Photo credit: Stephanie Chalana Brown

Photo credit: Stephanie Chalana Brown

Artist BIO

La Vaughn Belle makes visible the unremembered. Through exploring the material culture of coloniality Belle creates narratives from fragments and silences. Working in a variety of disciplines her practice includes: painting, installation, photography, writing, video and public interventions. Her work with colonial era pottery led to a commission with the renowned brand of porcelain products, the Royal Copenhagen. She has exhibited her work in the Caribbean, the USA and Europe in institutions such as the Museo del Barrio (NY), Casa de las Americas (Cuba), the Museum of the African Diaspora (CA) and Kunsthal Charlottenborg (DK) with large solo exhibitions at the Halsey Institute of Contemporary Art (SC) and the National Nordic Museum (WA). Her art is in the collections of the National Photography Museum and the Vestsjælland Museum in Denmark and the National Gallery of Art and the Virgina Fine Art Museum in the U.S. She is the co-creator of I Am Queen Mary, the artist-led groundbreaking monument that confronted the Danish colonial amnesia while commemorating the legacies of resistance of the African people who were brought to the former Danish West Indies. The project was featured in over 100 media outlets around the world including the NY Times, Politiken, VICE, the BBC and Le Monde. Her work has also been written about in Hyperallergic, Artforum, Small Axe and numerous journals and books.

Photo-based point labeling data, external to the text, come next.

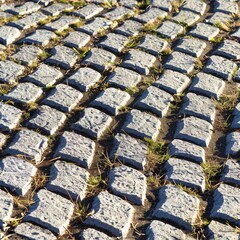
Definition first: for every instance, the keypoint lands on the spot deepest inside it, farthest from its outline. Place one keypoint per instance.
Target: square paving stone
(194, 130)
(130, 151)
(207, 85)
(128, 183)
(62, 56)
(221, 67)
(68, 179)
(50, 211)
(76, 148)
(172, 81)
(177, 206)
(155, 100)
(226, 204)
(44, 76)
(139, 61)
(111, 100)
(141, 125)
(28, 143)
(49, 120)
(181, 62)
(111, 213)
(183, 172)
(16, 174)
(10, 71)
(83, 79)
(63, 97)
(93, 123)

Belle holds an MFA from the Instituto Superior de Arte in Havana, Cuba and an MA and BA from Columbia University in NY. She was a finalist for the She Built NYC project to develop a monument to memorialize the legacy of Shirley Chisholm and for the Inequality in Bronze project in Philadelphia to redesign one of the first monuments to an enslaved woman at the Stenton historic house museum. As a 2018-2020 fellow at the Social Justice Institute at the Barnard Research Center for Women at Columbia University she researched the citizenless Virgin Islanders in the Harlem Renaissance. She is a founding member of the Virgin Islands Studies Collective (VISCO). Her studio is based in the Virgin Islands.

Artist STATEMENT

My work is about unbecoming a colonial being and the power of story in that process. I was born in the  dual island nation of Trinidad in Tobago with all my political rights intact. I would soon lose them when my parents migrated to the U.S. Virgin Islands when I was 5 months old and I became something between a subject and a citizen. I belong to this place that has changed colonial hands seven times—the longest being Denmark and the last being the United States. My work deals with this history, that is both personal and global, and tells new stories that validate freedom and self-determination. In my practice I examine archives, architecture and other aspects of material culture from the colonial period. I look for the narratives inscribed in various objects and places. I find ways to add to them and subvert them by layering other narratives including my own. I also look to elements in the natural world like the land or sea and powerful forces like the hurricane or the black hole for strategies to create new geographies. I move fluidly between painting, sculpture, video, public intervention and writing. In this way I am sometimes making myths, other times maps, counter monuments and archives. What is constant are my desires to piece together the fragments, to move beyond colonial nostalgia and to make visible the unremembered.